The article detailing the findings is scheduled for publication in the Journal of Alzheimer's Disease on Jan. 5, 2016.
Lead author Kyle Steenland, PhD, a professor of environmental health and epidemiology at Emory's Rollins School of Public Health, worked with researchers from the Emory Alzheimer's Disease Research Center to analyze data from six U.S. population-based studies to determine incidence and prevalence by race, with a combined 370 African-American and 640 Caucasian incident cases.
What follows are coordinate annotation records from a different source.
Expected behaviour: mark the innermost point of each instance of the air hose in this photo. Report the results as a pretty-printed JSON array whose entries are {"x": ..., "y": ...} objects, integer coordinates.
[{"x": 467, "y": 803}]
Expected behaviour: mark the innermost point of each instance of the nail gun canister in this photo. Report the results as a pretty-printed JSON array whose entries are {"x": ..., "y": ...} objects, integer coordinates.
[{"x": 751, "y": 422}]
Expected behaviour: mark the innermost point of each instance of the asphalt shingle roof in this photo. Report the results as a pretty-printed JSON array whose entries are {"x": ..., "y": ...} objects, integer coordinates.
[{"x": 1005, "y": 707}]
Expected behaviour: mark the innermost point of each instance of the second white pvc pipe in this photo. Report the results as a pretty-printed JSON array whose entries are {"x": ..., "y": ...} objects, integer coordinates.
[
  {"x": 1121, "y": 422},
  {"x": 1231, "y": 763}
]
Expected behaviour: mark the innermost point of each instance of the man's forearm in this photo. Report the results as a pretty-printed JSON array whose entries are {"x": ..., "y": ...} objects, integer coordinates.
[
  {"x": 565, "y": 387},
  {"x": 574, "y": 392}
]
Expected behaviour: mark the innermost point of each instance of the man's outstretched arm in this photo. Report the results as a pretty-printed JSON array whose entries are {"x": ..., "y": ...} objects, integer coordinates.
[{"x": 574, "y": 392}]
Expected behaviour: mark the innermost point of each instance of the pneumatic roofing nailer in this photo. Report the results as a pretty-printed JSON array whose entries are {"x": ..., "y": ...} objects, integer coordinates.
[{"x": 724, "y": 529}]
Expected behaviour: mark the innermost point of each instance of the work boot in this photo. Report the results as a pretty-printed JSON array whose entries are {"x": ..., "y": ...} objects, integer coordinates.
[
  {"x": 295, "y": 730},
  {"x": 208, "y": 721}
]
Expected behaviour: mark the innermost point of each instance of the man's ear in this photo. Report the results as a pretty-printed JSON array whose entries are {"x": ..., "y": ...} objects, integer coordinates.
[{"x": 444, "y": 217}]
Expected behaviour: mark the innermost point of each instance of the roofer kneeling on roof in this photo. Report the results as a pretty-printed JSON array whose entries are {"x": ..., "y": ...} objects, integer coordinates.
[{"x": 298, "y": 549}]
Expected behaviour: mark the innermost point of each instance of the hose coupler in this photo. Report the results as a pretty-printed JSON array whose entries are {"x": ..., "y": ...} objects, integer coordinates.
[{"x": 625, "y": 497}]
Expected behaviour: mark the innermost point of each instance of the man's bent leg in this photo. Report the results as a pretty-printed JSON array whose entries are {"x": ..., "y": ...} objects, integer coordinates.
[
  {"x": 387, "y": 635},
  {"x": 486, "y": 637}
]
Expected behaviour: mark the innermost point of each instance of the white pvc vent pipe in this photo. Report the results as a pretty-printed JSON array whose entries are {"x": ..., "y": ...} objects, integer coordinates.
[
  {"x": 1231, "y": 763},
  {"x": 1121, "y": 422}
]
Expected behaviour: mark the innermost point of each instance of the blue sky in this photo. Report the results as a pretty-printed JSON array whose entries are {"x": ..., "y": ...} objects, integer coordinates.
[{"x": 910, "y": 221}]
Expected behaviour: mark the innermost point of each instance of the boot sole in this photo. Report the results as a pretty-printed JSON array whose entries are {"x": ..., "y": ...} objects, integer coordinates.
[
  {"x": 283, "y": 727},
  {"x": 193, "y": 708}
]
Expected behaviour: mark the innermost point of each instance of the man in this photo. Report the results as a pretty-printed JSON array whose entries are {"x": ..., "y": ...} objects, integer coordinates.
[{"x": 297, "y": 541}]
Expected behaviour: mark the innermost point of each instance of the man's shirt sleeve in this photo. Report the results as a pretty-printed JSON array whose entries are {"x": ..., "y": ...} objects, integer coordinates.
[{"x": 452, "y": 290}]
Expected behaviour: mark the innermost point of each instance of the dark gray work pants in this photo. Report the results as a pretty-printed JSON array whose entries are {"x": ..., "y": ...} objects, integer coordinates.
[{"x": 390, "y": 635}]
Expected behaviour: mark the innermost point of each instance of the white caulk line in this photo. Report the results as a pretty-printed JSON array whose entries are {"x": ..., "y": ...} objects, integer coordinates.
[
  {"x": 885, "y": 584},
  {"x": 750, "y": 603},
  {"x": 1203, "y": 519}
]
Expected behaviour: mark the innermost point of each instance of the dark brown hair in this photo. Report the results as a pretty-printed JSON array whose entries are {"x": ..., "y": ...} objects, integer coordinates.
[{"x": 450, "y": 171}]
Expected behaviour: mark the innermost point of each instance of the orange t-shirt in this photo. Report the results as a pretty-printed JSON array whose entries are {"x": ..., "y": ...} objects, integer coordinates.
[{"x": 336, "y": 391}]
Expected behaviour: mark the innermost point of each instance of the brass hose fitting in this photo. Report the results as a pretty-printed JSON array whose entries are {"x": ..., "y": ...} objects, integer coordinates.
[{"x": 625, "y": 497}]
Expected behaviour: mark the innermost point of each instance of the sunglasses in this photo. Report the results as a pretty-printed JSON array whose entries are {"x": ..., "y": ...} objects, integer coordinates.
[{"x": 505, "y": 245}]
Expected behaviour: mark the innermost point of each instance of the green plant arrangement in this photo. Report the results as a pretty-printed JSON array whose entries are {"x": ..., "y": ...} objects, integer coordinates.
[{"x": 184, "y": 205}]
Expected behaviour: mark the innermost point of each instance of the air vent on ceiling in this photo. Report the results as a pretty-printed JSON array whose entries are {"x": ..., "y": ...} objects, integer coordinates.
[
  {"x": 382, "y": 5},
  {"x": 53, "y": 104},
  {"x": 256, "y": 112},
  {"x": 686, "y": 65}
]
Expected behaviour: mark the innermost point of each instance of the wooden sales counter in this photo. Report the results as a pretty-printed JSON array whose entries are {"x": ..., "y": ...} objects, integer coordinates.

"It is generally accepted that African-Americans have higher incidence and prevalence of Alzheimer's disease, but there has been no quantitative estimate of the higher incidence", says Steenland. "A 64 percent higher incidence among African-Americans is quite a large difference, in our view. We wanted to come up with an overall estimate of racial differences to help motivate further exploration of possible causes, such as biological, psychological and socioeconomic factors."
Steenland says the data could have an impact on the public health burden related to AD due to projected population increases in those 65 and older, as well as an overall shift in demography with non-whites, who are at higher risk, constituting the majority of the U.S. population by 2045.